But now that he has some time to sit with his newfound unemployment, he’s considering using his background as a nonfiction writer to pursue a field that would allow him to keep pushing against the Trump administration, perhaps as a journalist or a speechwriter.

“I’m still having trouble processing it? Like, I am not emotionally prepared for people to call me an ‘inspiration,'” he said, laughing at himself. “Looking back on it now, I can see why it would resonate with people under the current political climate. I was not expecting this at all. I have been humbled by the response, the outpouring of support…There are complete strangers on Twitter reaching out saying, ‘This is what real resistance looks like,’ and I’m like, ‘I… I… OK? This is new.'”

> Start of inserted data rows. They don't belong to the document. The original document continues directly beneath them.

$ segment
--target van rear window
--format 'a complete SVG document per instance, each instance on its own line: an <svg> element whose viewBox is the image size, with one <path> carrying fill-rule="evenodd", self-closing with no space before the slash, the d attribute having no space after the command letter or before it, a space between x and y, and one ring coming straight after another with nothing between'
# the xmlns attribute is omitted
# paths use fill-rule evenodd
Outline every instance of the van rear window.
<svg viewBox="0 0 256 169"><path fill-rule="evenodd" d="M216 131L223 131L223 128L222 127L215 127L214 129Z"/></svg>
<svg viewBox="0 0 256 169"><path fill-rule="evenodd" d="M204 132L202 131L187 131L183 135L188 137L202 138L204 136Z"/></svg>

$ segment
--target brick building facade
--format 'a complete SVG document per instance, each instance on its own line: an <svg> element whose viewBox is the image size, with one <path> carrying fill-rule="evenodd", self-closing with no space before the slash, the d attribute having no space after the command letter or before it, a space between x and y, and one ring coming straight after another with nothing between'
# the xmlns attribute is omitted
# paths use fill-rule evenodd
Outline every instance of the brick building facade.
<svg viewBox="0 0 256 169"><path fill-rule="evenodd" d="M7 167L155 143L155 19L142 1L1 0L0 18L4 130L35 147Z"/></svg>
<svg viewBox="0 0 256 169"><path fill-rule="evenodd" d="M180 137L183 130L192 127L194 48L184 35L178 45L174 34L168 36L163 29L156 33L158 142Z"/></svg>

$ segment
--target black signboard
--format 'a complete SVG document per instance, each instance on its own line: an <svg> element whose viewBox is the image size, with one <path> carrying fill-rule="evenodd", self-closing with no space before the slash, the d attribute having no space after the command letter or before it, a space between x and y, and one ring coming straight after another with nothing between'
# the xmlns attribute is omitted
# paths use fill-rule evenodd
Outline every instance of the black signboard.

While Twitter has helped champion Dyrdahl-Roberts’ story across the social media platform and into major media outlets including HLN, Univision, and the Washington Post, he wants other self-described “nobodies” such as himself to know that, no, he isn’t an example of the resistance hero that progressives are hoping will save minority communities from Trump’s oppressive siege: They are. He said that, though people are looking for “heroes” to save the less powerful, they too have the capability of “saving” others.

You can do things, you, random person who thinks they have no power over anything. It won’t always work out in some magical way, but if we can reach a critical mass, some sort of self-stating middle finger to the administration—they require compliance to get things done that are getting done, so, hey, let’s try not complying,” Dyrdahl-Roberts said. “I understand the impulse to just survive [and not create a disturbance], but really, maybe it’s time we try a new strategy.”